1.MapReduce编程的编程思想(比如该文件就只输入三行,如下面所示)
hive spark hive hbase
hadoop hive spark
sqoop flume scala
(0,“hive spark hive hbase”)
(22,“hadoop hive spark”)
(40,“sqoop flume scala”)
输出:(hive,1),(spark,1),(hive,1)
在shuffle阶段,相同key的值进行合并,合并放到一个 集合中
(hive,<1,1>),(spark,<1>)
reduce:聚合
输入:(hive,<1,1>),(spark,<1>)
输出:(hive,2)
2.mapreduce处理数据过程
整个MapReduce程序,所有数据以(key,value)形式流动的
input:正常情况下,不需要编写代码,仅仅在MapReduce程序运行的时候指定一个路径即可
map(核心关注):map(key,value,output,context)
key:每行数据的偏移量 --毛用 value:每行数据的内容 --真正需要处理的内容
shuffle:阶段
key:业务需求中的key值
value:要聚合的值
reduce(核心关注):reduce(K2 key, Iterator<V2> values,OutputCollector<K3, V3>,output, Reporter reporter)

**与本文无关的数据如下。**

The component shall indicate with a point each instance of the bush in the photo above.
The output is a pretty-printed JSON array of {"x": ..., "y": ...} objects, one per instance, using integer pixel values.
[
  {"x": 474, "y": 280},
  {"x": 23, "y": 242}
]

3.通过idea实现MapReduce的Wordcount的代码实现,
public class WordCountMapReduce {
public static void main(String[] args) throws IOException, ClassNotFoundException, InterruptedException {
//检查参数
if (args.length <2){
System.out.println("Usage: wordcount <in> [<in>...] <out>");
return;
}
//1、读取配置文件
Configuration configuration = new Configuration();
//2、创建job
Job job = Job.getInstance( configuration, "UserWordCountMapReduce" );
job.setJarByClass( WordCountMapReduce.class );
//a、input
Path inputPath = new Path( args[0] );
FileInputFormat.setInputPaths( job,inputPath );
//b、map
job.setMapperClass( WordCountMapper.class );
job.setMapOutputKeyClass( Text.class ); //字符串String
job.setMapOutputValueClass( IntWritable.class );//int
//b.b、shuffle
//c、reduce
job.setReducerClass( WordCountReduce.class );
job.setOutputKeyClass( Text.class );
job.setOutputValueClass( IntWritable.class );
//d、output
Path outputPath = new Path( args[1]);
FileOutputFormat.setOutputPath( job,outputPath );
//判断是否成功
boolean isSuccess = job.waitForCompletion( true );//进度条
System.exit( isSuccess?0:1 );
}
/**
* class Mapper<KEYIN, VALUEIN, KEYOUT, VALUEOUT>
* KEYIN:行偏移量 long
* VALUEIN:行内容 String
* KEYOUT:
* map方法输出key的类型
* 词频统计的单词 String
* VALUEOUT:
* map方法输出value的类型
* 出现的次数,就是1,int
*
*/
private static class WordCountMapper extends Mapper<LongWritable, Text, Text, IntWritable> {
private Text mapOutputKey = new Text( );
private static final IntWritable mapOutputValue = new IntWritable( 1 );
@Override
protected void map(LongWritable key, Text value, Context context) throws IOException, InterruptedException {
//(0,“hive spark hive hbase”)
String valueStr = value.toString();
String[] items = valueStr.split( " " );
for (String item:items) {
mapOutputKey.set( item );
//使用Context将map方法处理的结果返回输出
//public void write(KEYOUT key, VALUEOUT value)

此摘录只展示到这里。